Workday · Primly Community

Workday machine learning engineer interview: it's not what you'd expect

ml_mike · 6 replies

Went through the Workday MLE loop in Q1 2026. Wanted to write this up because the setup is pretty different from what people usually associate with MLE interviews at product companies.

Role: Machine Learning Engineer on their Skills Cloud and talent intelligence team. Not a core platform MLE. This matters because the interview skews toward applied ML, not research.

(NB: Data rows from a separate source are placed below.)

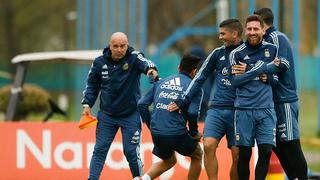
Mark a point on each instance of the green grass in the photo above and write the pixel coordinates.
(308, 125)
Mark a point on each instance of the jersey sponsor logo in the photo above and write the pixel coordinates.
(237, 137)
(162, 106)
(125, 66)
(226, 82)
(266, 53)
(283, 135)
(105, 67)
(135, 138)
(172, 84)
(246, 57)
(171, 95)
(224, 71)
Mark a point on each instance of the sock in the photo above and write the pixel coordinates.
(263, 163)
(146, 177)
(243, 162)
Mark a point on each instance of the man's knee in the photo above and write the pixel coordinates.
(171, 161)
(197, 153)
(235, 154)
(210, 145)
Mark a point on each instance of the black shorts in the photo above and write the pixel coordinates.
(164, 146)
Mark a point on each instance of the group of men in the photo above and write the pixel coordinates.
(255, 100)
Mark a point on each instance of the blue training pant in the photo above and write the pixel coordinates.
(287, 124)
(220, 122)
(255, 124)
(107, 128)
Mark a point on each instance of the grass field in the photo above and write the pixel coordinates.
(308, 126)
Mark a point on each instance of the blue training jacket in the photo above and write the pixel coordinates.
(218, 63)
(286, 88)
(118, 82)
(251, 93)
(165, 123)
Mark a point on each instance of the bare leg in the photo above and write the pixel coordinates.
(210, 160)
(160, 167)
(235, 158)
(195, 165)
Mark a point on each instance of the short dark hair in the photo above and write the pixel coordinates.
(266, 14)
(255, 18)
(189, 62)
(233, 25)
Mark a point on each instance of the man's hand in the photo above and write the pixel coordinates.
(173, 107)
(86, 111)
(263, 77)
(198, 136)
(153, 72)
(276, 61)
(239, 68)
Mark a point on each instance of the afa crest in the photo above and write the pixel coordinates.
(266, 53)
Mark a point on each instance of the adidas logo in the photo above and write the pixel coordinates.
(246, 57)
(172, 84)
(136, 133)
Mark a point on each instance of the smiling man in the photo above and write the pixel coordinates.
(255, 118)
(116, 76)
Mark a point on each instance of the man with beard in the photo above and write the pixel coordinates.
(116, 75)
(285, 97)
(255, 117)
(220, 116)
(168, 130)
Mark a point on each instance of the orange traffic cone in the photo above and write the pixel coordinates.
(87, 121)
(275, 170)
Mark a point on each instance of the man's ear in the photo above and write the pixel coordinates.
(194, 72)
(234, 34)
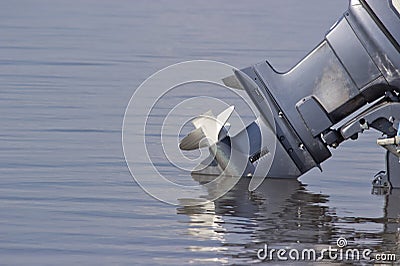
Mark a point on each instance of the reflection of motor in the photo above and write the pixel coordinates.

The loop Recruiter call. Fine. Technical screen (60 min): Two parts. First 30 minutes was a Python coding question (clean up and process a messy dataset, write a function to compute feature statistics). Second 30 minutes was ML concept discussion: explain precision vs. recall tradeoffs, when would you use a tree-based model vs. gradient boosting, walk me through how you'd evaluate a ranking model. Onsite (5 rounds): ML system design: design a job-skills matching system. They gave me a product context (Workday's talent marketplace) and asked me to design end to end. Feature engineering, model choice, training pipeline, serving, monitoring. Coding: LC medium, two questions. Graph search and a string manipulation problem. Felt more like SWE screen than ML. Applied ML deep dive: walk through a real model you've built. They asked detailed follow-up questions. I talked about a recsys project and they dug into my offline eval approach. ML theory: bias-variance tradeoff, regularization, embedding representations. Nothing exotic but requires more than surface knowledge. Behavioral: 4 questions, all STAR.

What they care about at Workday for MLE

Skills taxonomy and NLP are central to their AI products. If you have background in entity matching, embedding models for semantic similarity, or any kind of people/jobs/skills graph, mention it. I spent about 10 minutes on my word2vec and transformer work and it was clearly relevant.

They do NOT want pure research profiles. If your experience is mostly academic benchmarks and papers with minimal production work, it'll be a tough fit. They want someone who can take a model to a production API endpoint and keep it healthy.

Comp: $185k base (Pleasanton), equity grant TBD at offer, mid-senior IC level.

6 replies

consultant_cam

The job-skills matching system design is a classic Workday ML domain question. I'd prep by understanding how skills taxonomies work (ONET, ESCO, LinkedIn's skill graph), because the features you'd engineer from those are very different from general recsys work.

sec_sasha

Did the ML system design round include any questions about data privacy or model fairness? Given that this is HR data (people's skills, performance), I'd expect some sensitivity there.

ml_mike

Yes, they asked about bias in skills recommendations specifically. Like: if your model trained on historical hiring data, what could go wrong. I talked through demographic parity, disparate impact, and how I'd audit the model outputs. They clearly care about this given the regulatory environment around HR tech.

quietquit_quincy

The fact that they included LC medium SWE coding in an MLE loop is annoying but unsurprising. Enterprise companies treat MLE as more of a hybrid role than pure research shops do.

growth_gabe

How much did they get into ML infrastructure vs. modeling? Like did they ask about model serving, latency constraints, feature stores? Or was it all modeling focused?

ml_mike

Some, not deep. They wanted to know I understood the serving side (batch vs. real-time, latency tradeoffs) but didn't quiz me on specific tools. Knowing the concepts was enough.